そして、それは、タクミが記憶を取り戻したのと、時を同じくしていたが、現段階では、そのことをポチは気づく術がなかった。
「生きてたかあ」
思わず、ポチは涙ぐんでいた。
しかし、いつもに比べて、予知の内容があいまいなことに気づいた。
「これじゃ、あいつが今いる場所がわからないな」
こんな予知は初めてだった。未来が霧に包まれたようにはっきりしない。
しかし、なにもしなければ、あと十日あまりで、タクミは逮捕される。
これが今回、ポチが受け取った未来からのメッセージだった。少々気に食わないが、今回は、この予知をはずすために、ポチは動かなくてはならない。
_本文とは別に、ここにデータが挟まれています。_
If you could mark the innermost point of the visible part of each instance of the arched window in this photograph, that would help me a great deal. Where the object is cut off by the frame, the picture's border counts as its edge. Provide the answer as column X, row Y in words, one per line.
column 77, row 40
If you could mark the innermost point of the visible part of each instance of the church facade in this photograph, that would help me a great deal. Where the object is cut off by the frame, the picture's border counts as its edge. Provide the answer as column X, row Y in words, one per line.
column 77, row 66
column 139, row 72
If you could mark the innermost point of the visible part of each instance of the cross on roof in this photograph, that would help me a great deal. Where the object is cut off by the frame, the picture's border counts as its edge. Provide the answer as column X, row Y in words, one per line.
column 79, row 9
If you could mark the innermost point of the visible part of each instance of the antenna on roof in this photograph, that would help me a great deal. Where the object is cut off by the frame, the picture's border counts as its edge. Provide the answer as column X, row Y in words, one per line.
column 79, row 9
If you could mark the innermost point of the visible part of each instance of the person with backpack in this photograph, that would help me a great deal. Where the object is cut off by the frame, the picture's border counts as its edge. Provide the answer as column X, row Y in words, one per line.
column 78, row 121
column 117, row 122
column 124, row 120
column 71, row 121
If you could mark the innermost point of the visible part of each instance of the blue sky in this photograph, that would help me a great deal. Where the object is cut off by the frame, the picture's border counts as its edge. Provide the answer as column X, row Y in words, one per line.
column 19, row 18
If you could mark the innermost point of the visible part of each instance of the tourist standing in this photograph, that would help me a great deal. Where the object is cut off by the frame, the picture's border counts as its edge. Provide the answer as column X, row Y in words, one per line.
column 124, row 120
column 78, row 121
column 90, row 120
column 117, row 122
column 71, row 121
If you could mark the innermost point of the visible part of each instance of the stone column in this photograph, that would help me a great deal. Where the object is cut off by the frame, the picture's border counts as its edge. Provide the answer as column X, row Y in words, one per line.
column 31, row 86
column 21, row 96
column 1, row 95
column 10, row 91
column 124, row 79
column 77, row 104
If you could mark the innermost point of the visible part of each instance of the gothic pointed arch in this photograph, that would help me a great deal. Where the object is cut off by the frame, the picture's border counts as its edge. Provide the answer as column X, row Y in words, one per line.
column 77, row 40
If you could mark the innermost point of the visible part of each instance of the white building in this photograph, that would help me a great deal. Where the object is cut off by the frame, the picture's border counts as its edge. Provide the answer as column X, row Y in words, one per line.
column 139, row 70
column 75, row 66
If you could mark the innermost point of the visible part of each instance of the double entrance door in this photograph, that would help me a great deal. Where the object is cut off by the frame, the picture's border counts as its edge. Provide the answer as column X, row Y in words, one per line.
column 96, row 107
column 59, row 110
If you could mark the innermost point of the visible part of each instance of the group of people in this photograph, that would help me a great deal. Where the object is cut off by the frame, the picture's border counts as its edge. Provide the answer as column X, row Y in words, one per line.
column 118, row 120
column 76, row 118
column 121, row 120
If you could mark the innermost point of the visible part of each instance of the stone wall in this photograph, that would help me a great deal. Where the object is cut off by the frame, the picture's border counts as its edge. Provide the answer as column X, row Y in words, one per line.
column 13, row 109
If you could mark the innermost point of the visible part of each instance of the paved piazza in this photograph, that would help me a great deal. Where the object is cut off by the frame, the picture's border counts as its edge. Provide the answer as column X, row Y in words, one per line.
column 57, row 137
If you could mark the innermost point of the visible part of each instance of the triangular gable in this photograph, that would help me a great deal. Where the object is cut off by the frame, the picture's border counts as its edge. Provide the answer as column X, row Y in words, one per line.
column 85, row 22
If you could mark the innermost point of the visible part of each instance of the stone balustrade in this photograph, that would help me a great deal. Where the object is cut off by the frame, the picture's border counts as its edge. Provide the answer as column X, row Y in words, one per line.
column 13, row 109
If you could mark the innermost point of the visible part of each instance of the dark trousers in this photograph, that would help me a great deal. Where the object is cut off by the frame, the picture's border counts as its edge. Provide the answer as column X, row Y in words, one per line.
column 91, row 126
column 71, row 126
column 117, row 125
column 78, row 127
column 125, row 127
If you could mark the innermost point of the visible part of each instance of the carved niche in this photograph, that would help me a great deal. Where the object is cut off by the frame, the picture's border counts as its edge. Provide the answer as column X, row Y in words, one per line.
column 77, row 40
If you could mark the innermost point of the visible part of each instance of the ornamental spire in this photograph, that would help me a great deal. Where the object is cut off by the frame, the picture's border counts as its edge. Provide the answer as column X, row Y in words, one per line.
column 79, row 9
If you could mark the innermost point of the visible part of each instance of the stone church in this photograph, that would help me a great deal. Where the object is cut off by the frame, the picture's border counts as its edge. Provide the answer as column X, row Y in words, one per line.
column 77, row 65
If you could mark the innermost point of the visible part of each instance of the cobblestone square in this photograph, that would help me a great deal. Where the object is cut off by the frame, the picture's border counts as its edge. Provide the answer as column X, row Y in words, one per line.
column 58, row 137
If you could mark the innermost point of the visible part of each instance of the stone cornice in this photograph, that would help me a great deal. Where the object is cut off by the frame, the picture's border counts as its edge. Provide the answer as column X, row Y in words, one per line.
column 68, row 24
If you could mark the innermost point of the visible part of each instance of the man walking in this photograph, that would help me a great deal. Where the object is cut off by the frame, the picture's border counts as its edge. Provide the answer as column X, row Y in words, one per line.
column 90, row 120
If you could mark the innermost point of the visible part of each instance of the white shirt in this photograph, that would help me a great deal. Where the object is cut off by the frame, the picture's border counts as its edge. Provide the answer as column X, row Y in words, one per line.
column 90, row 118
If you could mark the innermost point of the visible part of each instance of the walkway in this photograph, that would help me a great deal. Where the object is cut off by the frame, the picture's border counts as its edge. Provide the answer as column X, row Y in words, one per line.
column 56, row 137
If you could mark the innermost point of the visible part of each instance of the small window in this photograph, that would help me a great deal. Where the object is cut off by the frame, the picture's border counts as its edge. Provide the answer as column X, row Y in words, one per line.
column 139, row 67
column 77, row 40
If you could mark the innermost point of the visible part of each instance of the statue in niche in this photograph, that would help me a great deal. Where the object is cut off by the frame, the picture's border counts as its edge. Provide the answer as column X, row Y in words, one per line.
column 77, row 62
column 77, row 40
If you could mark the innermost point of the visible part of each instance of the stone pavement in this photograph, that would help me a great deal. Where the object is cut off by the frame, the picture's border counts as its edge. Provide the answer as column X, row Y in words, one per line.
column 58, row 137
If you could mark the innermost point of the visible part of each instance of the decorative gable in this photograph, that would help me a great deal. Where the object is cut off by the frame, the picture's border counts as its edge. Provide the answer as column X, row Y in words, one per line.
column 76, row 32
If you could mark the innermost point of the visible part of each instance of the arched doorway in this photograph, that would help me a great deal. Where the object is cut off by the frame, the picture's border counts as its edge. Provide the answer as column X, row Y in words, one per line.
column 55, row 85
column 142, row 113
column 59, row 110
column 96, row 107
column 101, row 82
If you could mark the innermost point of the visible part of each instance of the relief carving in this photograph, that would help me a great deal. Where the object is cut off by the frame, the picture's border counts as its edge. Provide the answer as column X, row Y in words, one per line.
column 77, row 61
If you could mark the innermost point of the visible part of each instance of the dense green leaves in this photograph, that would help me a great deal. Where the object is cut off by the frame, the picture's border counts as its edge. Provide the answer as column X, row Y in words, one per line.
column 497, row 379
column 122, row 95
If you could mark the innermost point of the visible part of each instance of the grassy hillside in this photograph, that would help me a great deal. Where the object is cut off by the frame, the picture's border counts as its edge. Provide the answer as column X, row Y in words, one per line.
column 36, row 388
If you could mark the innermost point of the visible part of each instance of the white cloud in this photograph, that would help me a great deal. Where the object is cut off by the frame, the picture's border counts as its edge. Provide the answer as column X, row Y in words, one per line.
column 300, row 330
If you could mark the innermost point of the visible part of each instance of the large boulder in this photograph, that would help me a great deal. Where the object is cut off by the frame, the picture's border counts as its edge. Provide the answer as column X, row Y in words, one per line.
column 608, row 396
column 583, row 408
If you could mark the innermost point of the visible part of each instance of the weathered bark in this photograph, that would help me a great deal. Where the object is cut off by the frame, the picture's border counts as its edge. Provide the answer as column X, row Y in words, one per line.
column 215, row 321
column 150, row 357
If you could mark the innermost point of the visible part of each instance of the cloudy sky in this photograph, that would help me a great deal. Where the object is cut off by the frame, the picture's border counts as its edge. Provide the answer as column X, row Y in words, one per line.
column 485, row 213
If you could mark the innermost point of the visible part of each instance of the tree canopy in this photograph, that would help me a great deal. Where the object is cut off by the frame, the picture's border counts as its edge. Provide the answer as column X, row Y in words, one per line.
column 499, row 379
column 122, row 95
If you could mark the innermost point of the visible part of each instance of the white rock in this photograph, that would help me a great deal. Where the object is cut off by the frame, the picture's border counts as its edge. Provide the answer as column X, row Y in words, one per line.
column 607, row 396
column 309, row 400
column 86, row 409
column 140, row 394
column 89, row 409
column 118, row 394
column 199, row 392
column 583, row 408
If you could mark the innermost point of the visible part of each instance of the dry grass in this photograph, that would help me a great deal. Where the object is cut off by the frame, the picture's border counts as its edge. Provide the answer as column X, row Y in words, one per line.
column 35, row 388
「まあ、仕方ないな。タクミを助けられるのは俺だけみたいだし」
ポチの予知と、タクミの予知は根本的に違うものだった。
例えば、ポチが、テストで百点を取る、という予知をしたとする。これは、この後、ポチが何もしなくても百点を取れるのかというとそうではない。この後、ポチは、自分の予知が正しかったことを証明するために、懸命に勉強しなくてはならない。自分の努力で、予知を勝ち取るのだ。それが、ポチの能力の特徴的な面であった。
同じように、零点を取る予知をする場合もある。
その場合は、このあと、懸命に努力すれば、自分の予知をはずすことができる。予知を回避することが可能なのだ。今回のタクミのケースがこれに相当する。ポチの動き次第で、タクミの運命を変えることができる。ポチは、今までの経験からそれを理解していた。
「僕の能力は本当に予知と言えるのだろうか」
それは、幼いポチの心に芽生えた疑問だった。しかし、今では、それを考えないようにしている。予知だろうが願望だろうが、大きな違いはない。自分の気に入る未来を手に入れる。考えるのはそれだけだ。